In deze zaak gaat het om een geschil over de vastgestelde waarde van een onroerende zaak, een kantoorpand, in het kader van de Wet waardering onroerende zaken (Wet WOZ). De belanghebbende, eigenaar van het pand, heeft bezwaar gemaakt tegen de door de heffingsambtenaar vastgestelde waarde van € 1.187.000 per 1 januari 2014. Na bezwaar heeft de heffingsambtenaar de waarde verlaagd naar € 1.094.000. De rechtbank heeft het beroep van de belanghebbende gedeeltelijk gegrond verklaard, maar de waarde niet verder verlaagd. Hierop heeft de belanghebbende hoger beroep ingesteld bij het Gerechtshof Den Haag.

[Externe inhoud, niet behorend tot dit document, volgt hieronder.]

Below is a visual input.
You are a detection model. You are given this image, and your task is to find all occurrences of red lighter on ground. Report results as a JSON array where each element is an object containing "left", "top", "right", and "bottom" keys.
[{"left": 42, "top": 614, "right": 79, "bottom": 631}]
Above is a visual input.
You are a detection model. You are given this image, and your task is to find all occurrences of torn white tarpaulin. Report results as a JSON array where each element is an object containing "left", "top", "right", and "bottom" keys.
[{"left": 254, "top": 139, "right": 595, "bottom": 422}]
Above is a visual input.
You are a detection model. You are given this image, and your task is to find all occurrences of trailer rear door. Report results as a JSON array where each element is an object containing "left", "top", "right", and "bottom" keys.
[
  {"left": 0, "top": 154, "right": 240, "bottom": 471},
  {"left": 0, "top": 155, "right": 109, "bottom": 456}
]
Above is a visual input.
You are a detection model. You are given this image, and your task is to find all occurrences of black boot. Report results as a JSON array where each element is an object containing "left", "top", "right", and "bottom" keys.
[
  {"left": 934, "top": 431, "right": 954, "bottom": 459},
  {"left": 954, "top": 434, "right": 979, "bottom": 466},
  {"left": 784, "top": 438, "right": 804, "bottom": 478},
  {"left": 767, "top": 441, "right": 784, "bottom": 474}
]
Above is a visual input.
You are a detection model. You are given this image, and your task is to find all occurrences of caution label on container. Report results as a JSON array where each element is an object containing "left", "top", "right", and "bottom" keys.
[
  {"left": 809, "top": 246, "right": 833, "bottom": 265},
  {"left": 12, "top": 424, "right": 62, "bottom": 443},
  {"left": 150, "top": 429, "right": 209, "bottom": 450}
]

Het Hof heeft de zaak beoordeeld en vastgesteld dat de waarde van het kantoorpand, dat sinds 2005 leegstaat, gelijk is aan de prijs die belanghebbende kort na de waardepeildatum op een executieveiling heeft betaald, namelijk € 590.000. Het Hof oordeelt dat de heffingsambtenaar niet heeft aangetoond dat de vastgestelde waarde te laag was en dat de waarde in het economische verkeer gelijk is aan de aankoopprijs op de executieveiling. Het Hof vernietigt de uitspraak van de rechtbank en de uitspraak op bezwaar, en stelt de waarde van de onroerende zaak vast op € 590.000.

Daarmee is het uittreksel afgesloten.